Merece la pena el nuevo disco de Lambchop. Merece mucho la pena incluso entre quienes os hayáis sentido, en algún momento, cansados por la trayectoria de la banda. Quizás sea que llevan demasiado años entre nosotros y que algunos ya hemos pasado del enamoramiento loco, al amor, al cariño y, finalmente, a la crisis de los siete años: ésa que, dicen, si superas, ya será para siempre.

Damaged fue mi crisis de los siete años. Me aburrí como una ostra con el hasta hora último disco de la banda. Siguiendo con el símil, donde ellos me ofrecían comida caliente y agradable compañía, yo requería un buen revolcón, como el de los primeros tiempos. Caímos en la rutina. Supongo que quien los escuchó por primera vez en ese álbum sabría ver más jugo del que yo fui capaz de sacar.
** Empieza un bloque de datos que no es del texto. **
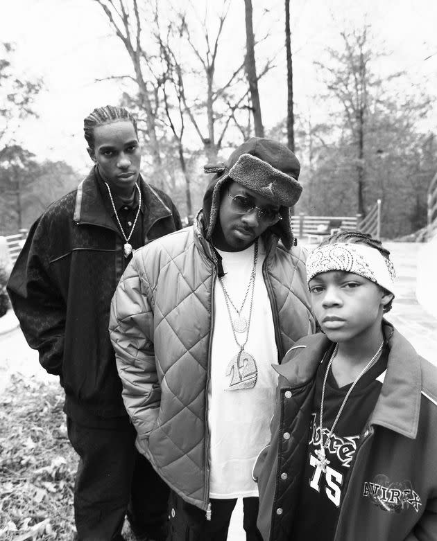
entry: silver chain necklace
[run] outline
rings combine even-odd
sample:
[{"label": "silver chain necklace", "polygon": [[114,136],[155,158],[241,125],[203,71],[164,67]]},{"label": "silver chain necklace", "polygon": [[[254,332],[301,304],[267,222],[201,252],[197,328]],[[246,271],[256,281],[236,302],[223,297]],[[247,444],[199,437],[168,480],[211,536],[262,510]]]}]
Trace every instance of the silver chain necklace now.
[{"label": "silver chain necklace", "polygon": [[252,272],[250,273],[250,278],[249,278],[249,283],[248,284],[248,287],[246,290],[246,294],[244,295],[244,299],[243,299],[243,302],[241,303],[241,305],[240,306],[239,310],[237,308],[237,307],[232,302],[232,299],[230,298],[230,295],[229,294],[229,293],[228,292],[228,290],[225,287],[223,278],[222,277],[218,278],[218,280],[220,281],[220,283],[221,285],[221,287],[223,290],[225,300],[226,301],[226,305],[228,306],[228,301],[229,301],[231,303],[232,307],[237,312],[237,318],[235,319],[232,319],[232,316],[230,315],[230,312],[229,312],[228,310],[229,315],[230,317],[231,318],[232,330],[236,330],[237,332],[246,332],[248,328],[248,320],[246,319],[246,317],[241,315],[241,312],[246,303],[246,299],[248,298],[248,294],[249,293],[250,286],[252,285],[252,284],[255,282],[255,270],[257,267],[257,260],[258,260],[258,240],[257,240],[255,241],[255,251],[253,256],[253,267],[252,269]]},{"label": "silver chain necklace", "polygon": [[323,402],[325,402],[325,389],[326,387],[326,382],[327,380],[327,375],[329,371],[329,369],[331,368],[331,365],[332,364],[332,361],[334,360],[335,356],[336,355],[337,351],[339,349],[339,344],[336,344],[335,346],[335,348],[332,352],[332,355],[331,355],[329,362],[328,363],[327,368],[326,369],[326,372],[325,373],[323,385],[322,386],[322,400],[320,402],[320,423],[319,423],[319,429],[320,432],[320,448],[316,450],[316,454],[317,456],[317,467],[320,468],[321,470],[323,472],[323,473],[326,473],[326,467],[330,463],[330,461],[329,461],[326,458],[325,450],[326,449],[326,447],[328,446],[329,443],[329,440],[332,436],[332,434],[334,433],[334,430],[336,426],[337,423],[339,422],[339,419],[340,418],[340,416],[343,412],[343,410],[346,404],[348,398],[349,398],[349,397],[350,396],[350,393],[353,391],[355,385],[358,383],[358,381],[360,379],[360,378],[361,378],[366,373],[366,372],[367,372],[367,371],[370,368],[370,366],[375,362],[375,359],[379,355],[379,354],[382,351],[383,346],[384,346],[384,340],[381,343],[381,346],[379,346],[379,347],[378,348],[378,351],[370,359],[370,360],[367,363],[366,366],[364,366],[364,368],[361,370],[361,371],[355,378],[355,380],[354,381],[352,384],[350,386],[349,391],[348,391],[348,393],[346,393],[346,396],[345,396],[344,400],[342,402],[341,405],[340,406],[340,409],[339,409],[339,413],[337,414],[337,416],[335,418],[335,420],[332,424],[332,427],[331,428],[331,430],[329,431],[329,434],[327,435],[326,441],[325,442],[325,443],[323,443]]},{"label": "silver chain necklace", "polygon": [[129,243],[129,240],[130,240],[130,237],[132,236],[132,233],[133,233],[134,229],[135,229],[135,225],[137,224],[137,220],[138,220],[138,216],[139,216],[139,211],[141,210],[141,190],[139,189],[139,186],[137,183],[135,183],[135,186],[137,187],[137,190],[138,190],[138,193],[139,195],[139,201],[138,202],[138,210],[137,211],[137,215],[135,216],[135,219],[134,220],[133,225],[132,226],[132,229],[130,229],[130,233],[129,233],[129,236],[126,237],[124,231],[123,230],[123,227],[121,227],[121,224],[120,223],[120,220],[119,218],[119,215],[117,213],[117,210],[115,209],[115,205],[114,204],[114,199],[112,199],[112,194],[111,193],[111,189],[109,187],[108,182],[105,182],[105,184],[106,185],[106,188],[108,188],[108,193],[110,195],[110,199],[111,199],[111,204],[112,204],[112,209],[114,210],[114,213],[115,213],[115,218],[117,218],[117,223],[119,224],[119,227],[120,228],[120,231],[121,231],[121,234],[124,237],[124,240],[126,240],[126,244],[124,245],[124,256],[125,258],[129,257],[130,254],[134,251],[132,247],[132,245]]},{"label": "silver chain necklace", "polygon": [[231,323],[231,328],[232,330],[232,334],[234,335],[234,339],[237,343],[237,345],[239,347],[240,351],[234,355],[230,360],[229,364],[226,367],[226,375],[231,376],[231,382],[228,387],[226,388],[227,391],[235,391],[243,389],[252,389],[255,387],[258,378],[258,369],[257,368],[257,363],[254,357],[247,351],[244,351],[244,346],[247,344],[249,339],[249,330],[250,327],[250,319],[252,318],[252,308],[253,306],[253,294],[255,292],[255,270],[257,268],[257,262],[258,260],[258,240],[255,240],[255,245],[254,248],[253,255],[253,268],[252,271],[253,279],[251,278],[250,283],[252,284],[252,292],[250,294],[250,305],[249,307],[249,315],[248,317],[247,329],[246,330],[246,339],[243,344],[240,344],[237,338],[236,329],[234,327],[234,323],[232,321],[232,317],[231,314],[230,307],[229,305],[228,296],[226,294],[225,290],[223,287],[221,279],[218,280],[221,284],[221,287],[223,290],[223,294],[225,296],[225,302],[226,303],[226,308],[228,309],[228,314]]}]

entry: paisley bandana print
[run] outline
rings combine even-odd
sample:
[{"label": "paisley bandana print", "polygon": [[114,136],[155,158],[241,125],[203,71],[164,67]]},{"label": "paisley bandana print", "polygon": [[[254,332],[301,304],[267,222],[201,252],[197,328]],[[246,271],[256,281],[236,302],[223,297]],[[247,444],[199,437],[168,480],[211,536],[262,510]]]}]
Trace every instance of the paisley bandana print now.
[{"label": "paisley bandana print", "polygon": [[365,245],[337,242],[316,248],[307,259],[307,280],[328,271],[353,272],[395,294],[396,273],[391,261]]}]

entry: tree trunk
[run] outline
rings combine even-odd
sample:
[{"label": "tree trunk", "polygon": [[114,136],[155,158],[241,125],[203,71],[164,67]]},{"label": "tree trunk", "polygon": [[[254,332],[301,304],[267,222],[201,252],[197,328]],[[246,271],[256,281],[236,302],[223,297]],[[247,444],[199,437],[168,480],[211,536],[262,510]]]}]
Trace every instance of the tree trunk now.
[{"label": "tree trunk", "polygon": [[22,186],[20,183],[20,172],[17,171],[17,169],[14,170],[14,175],[15,177],[15,184],[17,186],[15,192],[15,209],[17,211],[17,225],[18,227],[18,231],[23,227],[23,211],[22,208]]},{"label": "tree trunk", "polygon": [[250,100],[252,101],[252,112],[255,135],[257,137],[264,136],[264,127],[261,116],[261,104],[258,92],[258,78],[255,58],[255,37],[253,35],[253,24],[252,21],[252,0],[244,0],[246,8],[246,46],[245,58],[246,73],[249,83]]},{"label": "tree trunk", "polygon": [[185,200],[187,202],[187,215],[188,216],[189,224],[193,219],[193,207],[191,205],[191,193],[190,190],[190,181],[189,175],[187,170],[187,163],[185,162],[185,157],[184,155],[184,148],[182,147],[182,142],[178,141],[178,150],[179,152],[179,161],[180,163],[180,168],[184,173],[184,177],[185,179]]},{"label": "tree trunk", "polygon": [[285,51],[286,54],[286,136],[289,148],[294,152],[294,112],[293,109],[293,58],[290,30],[290,0],[285,0]]},{"label": "tree trunk", "polygon": [[357,212],[362,216],[366,216],[364,211],[364,111],[363,107],[359,110],[358,122],[358,209]]}]

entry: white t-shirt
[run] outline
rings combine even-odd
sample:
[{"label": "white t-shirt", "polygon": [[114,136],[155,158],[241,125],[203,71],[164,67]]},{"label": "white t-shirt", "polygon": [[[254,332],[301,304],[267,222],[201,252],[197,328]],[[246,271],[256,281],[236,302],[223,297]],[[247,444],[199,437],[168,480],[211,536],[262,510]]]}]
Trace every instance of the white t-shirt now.
[{"label": "white t-shirt", "polygon": [[[226,273],[225,287],[239,309],[253,267],[254,245],[238,252],[218,251]],[[219,281],[215,285],[214,323],[208,387],[208,426],[210,433],[211,498],[226,499],[258,495],[252,468],[259,451],[270,441],[277,374],[277,349],[271,307],[262,276],[266,253],[259,240],[258,261],[248,339],[244,351],[255,360],[240,369],[232,360],[240,351],[232,334],[225,296]],[[248,319],[249,290],[241,314]],[[232,317],[236,312],[230,303]],[[243,344],[246,332],[237,332]],[[254,381],[255,386],[253,386]],[[243,382],[239,383],[239,382]],[[232,385],[232,384],[237,384]],[[245,387],[246,388],[241,388]]]}]

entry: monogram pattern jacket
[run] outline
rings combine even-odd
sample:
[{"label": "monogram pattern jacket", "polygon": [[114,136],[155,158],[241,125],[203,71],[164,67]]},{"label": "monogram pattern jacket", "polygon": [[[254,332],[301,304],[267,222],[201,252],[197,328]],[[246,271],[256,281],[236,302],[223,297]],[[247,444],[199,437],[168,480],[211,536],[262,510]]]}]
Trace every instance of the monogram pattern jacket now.
[{"label": "monogram pattern jacket", "polygon": [[[314,321],[305,253],[265,241],[263,274],[280,358]],[[135,252],[112,300],[110,330],[137,447],[187,502],[209,501],[207,387],[216,260],[201,215]]]},{"label": "monogram pattern jacket", "polygon": [[[8,292],[40,362],[59,375],[74,416],[126,415],[108,332],[110,305],[126,260],[94,169],[77,190],[33,224]],[[140,178],[144,243],[180,229],[170,198]]]},{"label": "monogram pattern jacket", "polygon": [[[391,326],[386,323],[384,332],[387,369],[341,487],[334,541],[437,541],[437,369]],[[254,468],[264,541],[291,539],[314,377],[329,344],[321,333],[304,338],[275,367],[280,380],[272,439]]]}]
Supongo que hasta en el hipotético caso de que existiera la mujer o el hombre perfecto, también sus amantes se cansarían de ellos.

Pero llega OH (Ohio) y renuevo mis votos. Lo hago desde que la primera canción, la que da título al disco, me arrebatase el corazón nada más oírla. No tienen nada nuevo, es sólo otra muesca más en el libro de estilo de Lambchop. Quizás suena más desnuda que en los últimos discos, más ellos mismos, pero lo que nos unió vuelve a estar allí.